Grease two 9-inch cake pans and line with parchment circles. Preheat oven to 350 degrees F.
Grate the carrots using the grater attachment on a Food Processor , or use a Box Grater (if using the box grater, use the finer side) .
After they are grated, use the blade on the food processor to chop the carrots more finely.
In a small bowl whisk together the flour, baking powder, baking soda, salt and spices. Set aside.
In a large bowl, whisk together the sugar, brown sugar, oil, eggs, vanilla, and zest. Whisk in the dry ingredients, just until combined. Using a spoon, stir in the carrots and dried fruit.
Fold in the coconut.
Divide the batter into the two prepared pans and bake for about 30 minutes, or until a tester comes out clean.
Let cakes cool completely in the pans on a wire rack.
Make the icing by blending the cream cheese, butter, vanilla, lemon extract, lemon juice, confectioners' sugar and Lyle's Golden Syrup, until smooth.
Put one of the layers of cake on a 9-inch cardboard round and then top it with 1 cup of the cream cheese icing.
Cover the cake with a thin crumb coat. Then finish with a smooth coat of icing on the cake.
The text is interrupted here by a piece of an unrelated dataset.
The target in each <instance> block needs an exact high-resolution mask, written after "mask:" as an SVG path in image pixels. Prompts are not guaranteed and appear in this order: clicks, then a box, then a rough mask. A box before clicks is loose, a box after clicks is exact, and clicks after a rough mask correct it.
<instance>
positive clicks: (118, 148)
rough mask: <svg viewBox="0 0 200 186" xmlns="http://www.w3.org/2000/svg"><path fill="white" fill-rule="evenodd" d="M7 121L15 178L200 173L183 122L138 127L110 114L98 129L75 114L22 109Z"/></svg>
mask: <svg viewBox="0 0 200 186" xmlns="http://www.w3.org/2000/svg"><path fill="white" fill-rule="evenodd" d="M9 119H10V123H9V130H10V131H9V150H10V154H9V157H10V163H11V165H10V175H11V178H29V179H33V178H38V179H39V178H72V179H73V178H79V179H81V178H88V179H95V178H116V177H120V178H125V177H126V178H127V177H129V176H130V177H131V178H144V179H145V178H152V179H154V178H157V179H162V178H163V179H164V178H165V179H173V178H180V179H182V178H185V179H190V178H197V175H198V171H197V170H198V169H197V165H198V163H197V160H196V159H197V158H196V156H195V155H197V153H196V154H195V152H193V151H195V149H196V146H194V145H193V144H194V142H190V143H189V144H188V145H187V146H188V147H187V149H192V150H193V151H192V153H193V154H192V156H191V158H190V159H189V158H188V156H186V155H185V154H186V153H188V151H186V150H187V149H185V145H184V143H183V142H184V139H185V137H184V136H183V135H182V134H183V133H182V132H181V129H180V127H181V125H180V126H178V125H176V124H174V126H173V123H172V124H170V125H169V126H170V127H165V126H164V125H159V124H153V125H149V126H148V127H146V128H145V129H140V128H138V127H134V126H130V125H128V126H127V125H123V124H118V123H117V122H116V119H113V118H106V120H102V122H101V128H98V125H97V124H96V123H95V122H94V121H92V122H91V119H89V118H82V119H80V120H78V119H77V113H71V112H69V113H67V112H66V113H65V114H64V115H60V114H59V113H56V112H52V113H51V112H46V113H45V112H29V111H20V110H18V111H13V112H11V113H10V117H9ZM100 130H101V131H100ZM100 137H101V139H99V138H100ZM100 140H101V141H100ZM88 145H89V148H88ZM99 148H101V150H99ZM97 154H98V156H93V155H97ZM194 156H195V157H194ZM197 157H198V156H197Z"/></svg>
I ran my spatula tip around the icing to create the swirls, but you'll be pressing coconut on the outside, so don't worry about getting this effect.
Before moving the cake to the platter, lift it and gently press the shredded coconut onto the top and sides.
This cake is wonderful the next day or even the following. Just wrap it well and refrigerate....if there is any left!